Storm doors offer added protection from inclement weather and can improve the energy efficiency of your entryway. They also let you enjoy the outdoors if you buy one with a glass pane.
Most storm doors are made of an aluminum frame with a full or partial glass panel that can be changed out with a screen in warm weather.
If you have a wood door that is not protected by a porch, a storm door will prolong the life of your door by keeping it dry in bad weather. If you decide on a low-E glass panel, it will help prevent a wood door from fading. Because storm doors have weather stripping around the door jamb, they offer another layer of energy efficiency to your entry door when the glass is in place.
Full-View Storm Doors
Storm doors with a full-view glass panel allow the beauty of your entry door to show through, and also allow you to capitalize on the view. They are the most popular storm door.
These doors are perfect for any style home. There are many different types of glass designs available, with grills to match the windows, or etched-glass designs to reflect your personal taste.
Some require that you remove the glass panel and replace it with a full-view insect screen while others are self-storing, meaning that the glass panel drops down while the screen pulls up. There are storm doors available with a retractable screen that rolls up like a window shade and stores hidden from view in the frame of the door.
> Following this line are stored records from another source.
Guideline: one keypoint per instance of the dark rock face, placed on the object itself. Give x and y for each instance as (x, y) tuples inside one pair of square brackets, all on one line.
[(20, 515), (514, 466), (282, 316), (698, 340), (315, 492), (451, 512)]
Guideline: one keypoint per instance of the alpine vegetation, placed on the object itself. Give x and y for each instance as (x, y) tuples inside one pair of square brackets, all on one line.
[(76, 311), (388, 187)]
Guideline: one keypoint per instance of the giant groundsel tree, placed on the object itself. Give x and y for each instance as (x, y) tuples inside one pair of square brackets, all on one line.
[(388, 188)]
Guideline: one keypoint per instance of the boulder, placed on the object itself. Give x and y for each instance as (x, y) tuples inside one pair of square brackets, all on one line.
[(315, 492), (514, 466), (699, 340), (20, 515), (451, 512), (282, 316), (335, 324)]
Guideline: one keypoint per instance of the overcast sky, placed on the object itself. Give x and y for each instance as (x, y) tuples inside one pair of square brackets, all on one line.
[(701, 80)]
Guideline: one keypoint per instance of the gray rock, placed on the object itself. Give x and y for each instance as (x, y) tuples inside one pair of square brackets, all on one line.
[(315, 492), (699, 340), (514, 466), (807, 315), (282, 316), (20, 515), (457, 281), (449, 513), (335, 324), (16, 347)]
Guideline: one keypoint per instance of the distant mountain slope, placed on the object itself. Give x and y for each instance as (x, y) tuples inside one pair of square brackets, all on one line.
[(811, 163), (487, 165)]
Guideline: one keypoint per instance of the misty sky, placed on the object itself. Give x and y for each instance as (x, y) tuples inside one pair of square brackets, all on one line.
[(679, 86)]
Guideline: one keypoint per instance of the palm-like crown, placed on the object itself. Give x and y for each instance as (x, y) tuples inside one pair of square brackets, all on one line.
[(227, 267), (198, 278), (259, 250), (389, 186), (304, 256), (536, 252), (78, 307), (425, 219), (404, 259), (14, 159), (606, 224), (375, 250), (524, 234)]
Standard-sized storm doors cost less than an entry door, but storm doors that fit larger openings are often custom-made and cost more.
Cost: $190 to $400
Storm doors with a solid, decorative panel on the bottom and the glass/screen combination on top are called partial-view doors. They suit traditional-style houses and many of the newer versions have the self-storing feature that allows you to drop down the glass panel and pull up the insect screen. They allow the least amount of ventilation and light to enter the house.
Cost: $97 to $300
To avoid the hassle of removing the glass panels of storm doors and replacing them with a screen, many manufacturers offer doors that store the glass and screens inside the door. The glass panel drops down and the screen panel pulls up to fill the opening.
Some doors offer a screen that acts like a window shade, retracting into the door frame out of view when not in use.